Apple buys face recognition company Polar Rose - Sam_Odio
http://www.9to5mac.com/27333/apple-buys-swedish-face-recognition-company-polar-rose?utm_source=feedburner&utm_medium=feed&utm_campaign=Feed:+9To5Mac-MacAllDay+(9+to+5+Mac+-+Apple+Intelligence)

======
illumin8
You should watch the demo of their product. This is like the future Cory
Doctorow spoke about in "Down and Out in the Magic Kingdom." Augmented Reality
overlays business cards, presentations, twitter and facebook feeds, last.fm
playlists, and other data around people's faces.

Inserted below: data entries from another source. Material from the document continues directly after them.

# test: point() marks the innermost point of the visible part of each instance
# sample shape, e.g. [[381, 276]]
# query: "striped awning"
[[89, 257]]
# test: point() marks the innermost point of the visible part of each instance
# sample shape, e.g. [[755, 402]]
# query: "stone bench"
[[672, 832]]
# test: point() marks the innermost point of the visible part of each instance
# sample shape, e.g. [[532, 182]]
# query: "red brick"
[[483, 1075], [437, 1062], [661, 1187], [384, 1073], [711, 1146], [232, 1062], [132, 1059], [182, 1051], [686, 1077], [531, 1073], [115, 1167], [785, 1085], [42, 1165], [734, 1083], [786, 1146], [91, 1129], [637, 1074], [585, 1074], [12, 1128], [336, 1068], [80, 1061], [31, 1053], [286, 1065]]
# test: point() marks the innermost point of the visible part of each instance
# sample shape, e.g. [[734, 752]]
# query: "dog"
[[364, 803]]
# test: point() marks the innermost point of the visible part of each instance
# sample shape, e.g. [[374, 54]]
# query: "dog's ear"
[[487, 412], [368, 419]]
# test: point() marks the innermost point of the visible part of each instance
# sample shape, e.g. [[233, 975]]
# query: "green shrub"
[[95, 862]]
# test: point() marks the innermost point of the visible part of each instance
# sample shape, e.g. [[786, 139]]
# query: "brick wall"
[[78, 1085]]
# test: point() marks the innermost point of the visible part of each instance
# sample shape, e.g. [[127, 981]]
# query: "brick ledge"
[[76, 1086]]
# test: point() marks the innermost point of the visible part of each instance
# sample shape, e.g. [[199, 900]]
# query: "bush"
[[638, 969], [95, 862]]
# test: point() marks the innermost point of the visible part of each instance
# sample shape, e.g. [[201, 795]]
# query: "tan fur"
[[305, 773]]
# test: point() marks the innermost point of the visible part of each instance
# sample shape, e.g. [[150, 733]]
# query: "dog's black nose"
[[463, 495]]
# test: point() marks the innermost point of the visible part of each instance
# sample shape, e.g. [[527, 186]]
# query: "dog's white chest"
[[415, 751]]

Combine this future with the eyePhone episode of Futurama and pretty soon you
have "whuffie" numbers showing up in augmented reality next to people in the
real world.

[http://en.wikipedia.org/wiki/Down_and_Out_in_the_Magic_Kingd...](http://en.wikipedia.org/wiki/Down_and_Out_in_the_Magic_Kingdom)
for more details.

------
lachyg
I'd very much be interested in seeing this come to OS X login. I know it might
be a bit cliched, but I think this would be pretty great, integrated with
multiple logins, etc. Would also go well with a future camera bearing iPad.

------
bretthellman
It would be cool if iPhoto auto tagged your photos.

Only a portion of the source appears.